Monday, March 5, 2012

H.S. Udaykumar (Mechanical Engineering, College of Engineering) had a chance coffee shop encounter with his friend and colleague, R. Rajagopal (Geography, CLAS), which became the first in a series of events that would dramatically change his life—down to what he eats and reads.

“I was at T-spoons, totally oblivious,” recalls Uday, “and Raj accosts me and announces, ‘You are going to India! There is a project that is dealing with deforestation that needs you.’” When Uday admitted to being confused by what mechanical engineering had to do with deforestation, Raj explained breezily: “You will go and find out.”

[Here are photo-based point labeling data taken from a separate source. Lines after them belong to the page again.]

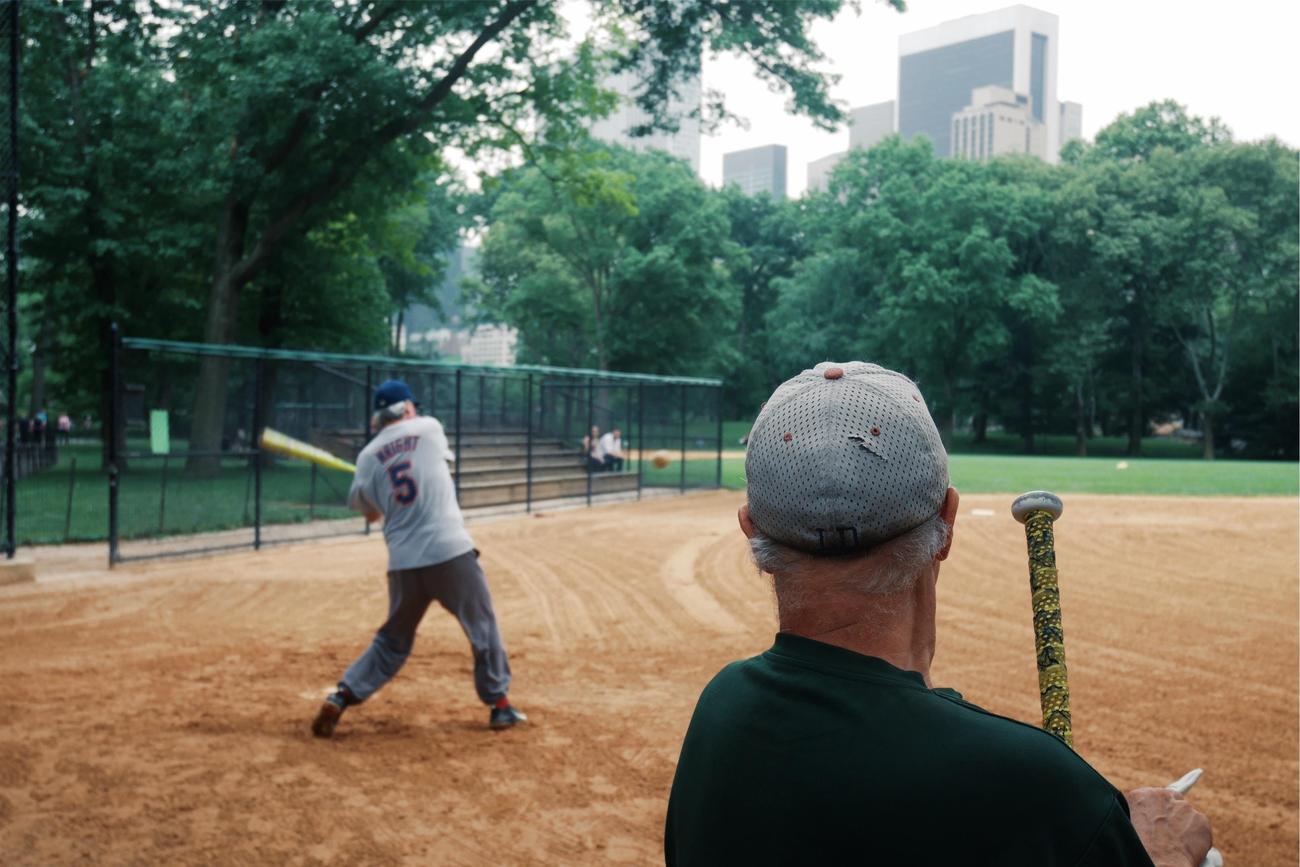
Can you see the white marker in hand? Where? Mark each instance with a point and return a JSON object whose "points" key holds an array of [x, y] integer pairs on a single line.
{"points": [[1182, 787]]}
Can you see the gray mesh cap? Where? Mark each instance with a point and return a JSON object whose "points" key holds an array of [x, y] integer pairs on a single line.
{"points": [[841, 458]]}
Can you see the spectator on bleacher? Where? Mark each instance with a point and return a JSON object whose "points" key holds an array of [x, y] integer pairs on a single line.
{"points": [[590, 450], [610, 451]]}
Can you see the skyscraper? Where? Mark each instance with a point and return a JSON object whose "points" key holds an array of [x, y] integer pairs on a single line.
{"points": [[1013, 48], [819, 170], [757, 169], [684, 143], [869, 124], [996, 121], [1071, 121]]}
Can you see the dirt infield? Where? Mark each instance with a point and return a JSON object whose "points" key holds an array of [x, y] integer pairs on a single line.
{"points": [[159, 714]]}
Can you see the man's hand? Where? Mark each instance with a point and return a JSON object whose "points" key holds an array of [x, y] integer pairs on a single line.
{"points": [[1173, 831]]}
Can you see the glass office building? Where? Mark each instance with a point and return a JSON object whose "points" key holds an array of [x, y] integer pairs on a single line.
{"points": [[1013, 48], [757, 169]]}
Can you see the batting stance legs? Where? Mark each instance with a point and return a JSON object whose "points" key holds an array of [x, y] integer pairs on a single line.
{"points": [[459, 586]]}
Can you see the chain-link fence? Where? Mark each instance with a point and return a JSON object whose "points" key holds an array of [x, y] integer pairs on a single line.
{"points": [[26, 458], [187, 475]]}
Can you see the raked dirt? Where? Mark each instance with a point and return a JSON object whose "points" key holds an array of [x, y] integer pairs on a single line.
{"points": [[159, 714]]}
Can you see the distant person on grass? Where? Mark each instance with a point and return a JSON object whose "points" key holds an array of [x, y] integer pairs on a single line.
{"points": [[609, 451], [402, 476], [592, 450], [833, 746]]}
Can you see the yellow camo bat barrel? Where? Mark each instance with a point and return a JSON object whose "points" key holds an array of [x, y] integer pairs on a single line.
{"points": [[1038, 511], [286, 445]]}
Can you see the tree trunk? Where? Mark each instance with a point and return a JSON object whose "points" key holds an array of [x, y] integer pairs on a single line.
{"points": [[1080, 421], [209, 394], [38, 367], [397, 332], [948, 420], [1136, 417]]}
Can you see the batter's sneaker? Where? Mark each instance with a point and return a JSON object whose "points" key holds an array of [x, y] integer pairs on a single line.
{"points": [[505, 718], [329, 714]]}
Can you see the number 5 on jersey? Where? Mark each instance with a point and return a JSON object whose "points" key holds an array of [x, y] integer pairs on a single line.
{"points": [[403, 486]]}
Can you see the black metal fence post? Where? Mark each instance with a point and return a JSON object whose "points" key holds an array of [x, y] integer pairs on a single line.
{"points": [[115, 408], [161, 498], [72, 491], [459, 430], [311, 503], [641, 434], [718, 408], [683, 489], [12, 300], [259, 414], [365, 424], [528, 447], [586, 437]]}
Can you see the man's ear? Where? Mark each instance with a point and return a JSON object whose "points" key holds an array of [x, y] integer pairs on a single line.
{"points": [[746, 525], [948, 512]]}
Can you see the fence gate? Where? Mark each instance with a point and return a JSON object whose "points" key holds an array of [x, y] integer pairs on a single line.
{"points": [[186, 473]]}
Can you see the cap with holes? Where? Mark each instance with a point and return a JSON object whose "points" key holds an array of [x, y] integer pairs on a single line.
{"points": [[841, 458]]}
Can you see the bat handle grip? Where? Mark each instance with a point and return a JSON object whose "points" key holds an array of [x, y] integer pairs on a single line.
{"points": [[1213, 858]]}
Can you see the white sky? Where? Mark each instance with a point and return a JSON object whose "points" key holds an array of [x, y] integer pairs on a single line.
{"points": [[1235, 60]]}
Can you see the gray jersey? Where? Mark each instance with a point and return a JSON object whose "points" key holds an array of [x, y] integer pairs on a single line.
{"points": [[403, 473]]}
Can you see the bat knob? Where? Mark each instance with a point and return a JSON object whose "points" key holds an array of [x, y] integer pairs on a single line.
{"points": [[1032, 502]]}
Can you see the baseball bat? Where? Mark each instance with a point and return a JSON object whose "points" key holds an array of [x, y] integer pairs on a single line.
{"points": [[1182, 785], [1038, 510], [285, 445]]}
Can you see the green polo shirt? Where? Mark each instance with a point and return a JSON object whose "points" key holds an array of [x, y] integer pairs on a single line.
{"points": [[813, 754]]}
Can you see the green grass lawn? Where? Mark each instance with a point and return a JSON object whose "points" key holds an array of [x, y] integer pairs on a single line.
{"points": [[160, 498], [1017, 473], [225, 501]]}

Since that conversation in 2010, Uday—who is a Spring 2012 Obermann Fellow-in-Residence—has traveled back to his native India numerous times, twice with the India Winterim program, becoming increasingly committed to the people and needs of the northwest region of Rajasthan. The once heavily forested and mountainous region is home to wolves, tigers, leopards, hyena, sloth bear, and people—indigenous people who have lived on the edges of the forest for centuries. Their livelihood depends on the forest but pressing energy needs are threatening to cut into their ecological base.

The Avarali hill range separates the forest from the Thar Desert, serving as a barrier to the encroaching sand. The desert is growing by thousands of acres every year. As the forest decreases not only in total area but also becomes patchier, so does the habitat for the animals living there, as well as the rainfall in the area, which has already decreased noticeably. Groundwater is disappearing as well, making growing food increasingly difficult.

Indian woman carrying bundle of wood

There are several factors behind the deforestation. The first is the need for firewood for cooking. Women and children from the surrounding tribes spend up to 10 hours a day walking to existing stands of trees, cutting down wood—up to 70 pounds a day, and carrying it home to cook. Another is the increased demand for dairy products in India (milk production has more than doubled since 1990 and is now at about 122 million tons per year – more than the U.S.) and for goat meat in nearby countries. Herds of dairy cows and goats graze in the forest, eating and destroying the undergrowth and tree roots. Hill by hill is being erased, turned from green to brown.

“I used to think all I could do about global warming was to change my light bulbs,” says Uday, whose research includes working with the U.S. Air Force to study material responses at very high speeds and modeling blood flow through heart valves via a National Institutes of Health grant. Now, in addition to this highly theoretical research, Uday is overseeing a group of nearly two-dozen University of Iowa students who are developing a solar cooker that can be used during non-daylight hours, so that cooking can be done first thing in the morning and again in the evening, rather than midday when the sun is at its hottest. 

“Our goal is low technology with a high impact,” says Uday, who is partnered, along with several other universities, with the NGO Climate Healers on the project. The challenge comes in storing the energy while using low-cost materials and tools that can found in the area. “They have to own it and build it themselves,” he says of the people for whom they’re developing the cooker.

His experiences in India have impacted more than his work. Since his first trip to Rajasthan, Uday has become vegan. The vegan diet, which eliminates all animal products including dairy, is the most earth-friendly diet for humans. “I came home and really examined my own world,” he says. “We’re asking people in parts of the world who are already living on a very thin razor’s edge to change their ways, but most of us are sitting here living with a huge [carbon] footprint. We need to look at what we can do.”

In addition to developing the cooker, Uday is trying to establish a group of scholars and artists to address issues of deforestation from an interdisciplinary and collaborative approach. The mechanical engineer is the first to admit that in the past he had little patience for or interest in other areas of the academy. Now, however, he reads Buddhist texts on the spiritual impact of the environment and historical accounts of cultures that collapsed due to deforestation. He believes that writers, artists, and filmmakers will contribute as much to saving the earth as scientists and engineers.

“It’s all interrelated,” he says of his newly adopted interdisciplinary approach. “I firmly believe that if we don’t connect the dots, we won’t survive. And there is no one repository of knowledge that will help us; we have to combine what we know.”